Auf der Suche nach ein bisschen weniger Superlativen führt der Weg zwangsläufig ins Bentley-Cockpit. Der Materialmix aus Holz, Leder, Aluminium, Bronze und Rotguss steht für jene Innenraum-Qualität, die man von englischen Luxusherstellern gewohnt ist. Weniger Effekthascherei täte dem EXP 9 F aber auch hier gut. Wer mag, kann sich ja mal ernsthaft Gedanken darüber machen, wozu Fußmatten aus Seide gut sein könnten. So wird's unfreiwillig immer genau dort komisch, wo feinstes Kunsthandwerk auf modernste Technik trifft. Die zeigt sich in Form von unzähligen Displays und Bildschirmchen mit Chromeinfassung, die für ein "individualisierbares Bedienkonzept" stehen. Kann man machen. Aber ganz ehrlich: Können Sie sich den Big Ben mit digitaler Zeitanzeige vorstellen?
Sind Sie noch da? Prima, dann können wir ja weiter in Luxus schwelgen. Eine Havanna gefällig? Kein Problem. Die Zigarrenkiste, im Premium-Sprech natürlich Humidor genannt, ist in der Mittelkonsole verbaut. Edle Prickelwässer finden im Kühlfach der klappbaren Fondarmlehne Platz. Lauschige Stunden zu zweit verbringt man idealerweise auf dem unteren Teil der Heckklappe, die sich elektrisch angetrieben zu Sitzbank oder Picknicktisch verwandeln lässt. Ein integriertes Stoffsegel schützt die picknickenden schwerreichen Individualreisenden vor allzu viel Natur.

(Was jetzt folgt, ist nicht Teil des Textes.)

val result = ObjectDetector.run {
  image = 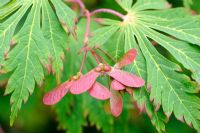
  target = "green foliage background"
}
[0,0,200,133]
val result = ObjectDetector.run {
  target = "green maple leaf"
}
[0,0,75,125]
[90,0,200,131]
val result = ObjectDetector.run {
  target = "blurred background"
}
[0,0,200,133]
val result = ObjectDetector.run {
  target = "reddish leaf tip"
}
[111,80,125,90]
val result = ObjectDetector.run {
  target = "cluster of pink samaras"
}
[43,49,145,117]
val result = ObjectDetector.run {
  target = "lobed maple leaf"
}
[0,0,75,125]
[89,0,200,131]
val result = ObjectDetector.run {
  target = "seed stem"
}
[68,0,85,10]
[84,10,91,46]
[90,49,101,64]
[79,51,87,72]
[97,48,117,63]
[90,8,125,20]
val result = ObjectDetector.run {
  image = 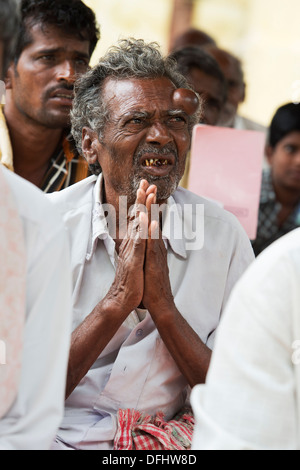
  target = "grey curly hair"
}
[71,38,199,174]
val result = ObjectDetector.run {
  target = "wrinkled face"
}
[186,67,225,126]
[7,25,89,128]
[267,131,300,192]
[89,78,195,204]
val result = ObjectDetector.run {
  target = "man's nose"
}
[146,122,173,146]
[56,60,76,83]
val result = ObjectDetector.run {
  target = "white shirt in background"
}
[0,168,71,450]
[192,229,300,450]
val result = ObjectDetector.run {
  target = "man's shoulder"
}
[47,175,97,211]
[3,168,62,232]
[173,187,241,229]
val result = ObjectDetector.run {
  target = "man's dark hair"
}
[0,0,20,75]
[15,0,100,62]
[170,46,227,102]
[269,103,300,148]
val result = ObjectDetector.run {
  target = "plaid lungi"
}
[114,409,195,450]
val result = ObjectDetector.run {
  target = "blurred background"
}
[85,0,300,126]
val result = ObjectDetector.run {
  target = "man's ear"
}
[4,62,16,90]
[82,127,100,165]
[265,145,274,165]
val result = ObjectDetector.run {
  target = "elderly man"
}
[0,0,99,193]
[0,0,71,450]
[49,39,254,449]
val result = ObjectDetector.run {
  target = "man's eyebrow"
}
[123,110,152,119]
[35,47,89,59]
[167,109,187,116]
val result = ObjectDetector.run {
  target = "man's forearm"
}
[151,305,212,387]
[66,298,127,398]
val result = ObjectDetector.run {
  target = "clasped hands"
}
[109,180,174,316]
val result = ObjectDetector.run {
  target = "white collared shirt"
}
[0,168,71,450]
[192,229,300,450]
[48,175,254,449]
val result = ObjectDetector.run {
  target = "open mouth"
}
[51,89,74,106]
[140,154,175,168]
[143,158,169,167]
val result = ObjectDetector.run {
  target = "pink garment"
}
[0,168,26,419]
[114,408,195,450]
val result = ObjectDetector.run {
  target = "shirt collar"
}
[86,173,187,260]
[86,173,109,261]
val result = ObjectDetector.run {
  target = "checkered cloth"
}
[0,106,90,193]
[252,168,300,256]
[114,409,195,450]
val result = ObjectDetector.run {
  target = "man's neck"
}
[4,107,63,187]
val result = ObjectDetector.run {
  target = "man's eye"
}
[76,59,89,67]
[168,116,187,128]
[284,144,297,154]
[126,118,144,126]
[39,55,54,62]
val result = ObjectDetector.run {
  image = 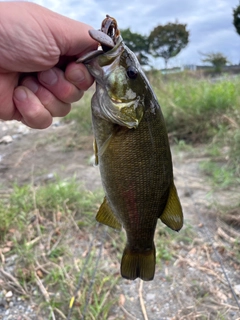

Um selbige sollte man sich als Bentley-Fahrer eh nicht zu viele Gedanken machen. Hinterm Chrom-Gitter des XXL-Kühlers säuselt ein Sechsliter W12-Twinturbo, der butterweich 610 PS aus den Brennräumen holt. Sehr fein. Aber eben auch sehr durstig. Da hilft es herzlich wenig, dass sich Bentley-Chef Wolfgang Dürheimer vorstellen kann, den EXP 9 F mit dem "kleinen" Vierliter-V8-Twinturbo oder gar einem Hybridantrieb auf die weite Reise zu seinen künftigen Besitzern zu schicken. Die werden sich mit Blick aufs mächtig dick aufgetragene Design ganz sicher vor allem außerhalb Europas finden – wo die Straßen breit, die Parkhäuser riesig und die oberen 10.000 glücklich sind, wenn sie Heckleuchten spazieren fahren können, die "in Form und Gestaltung von den Strahltriebwerken eines Kampflugzeuges inspiriert wurden." Noch Fragen?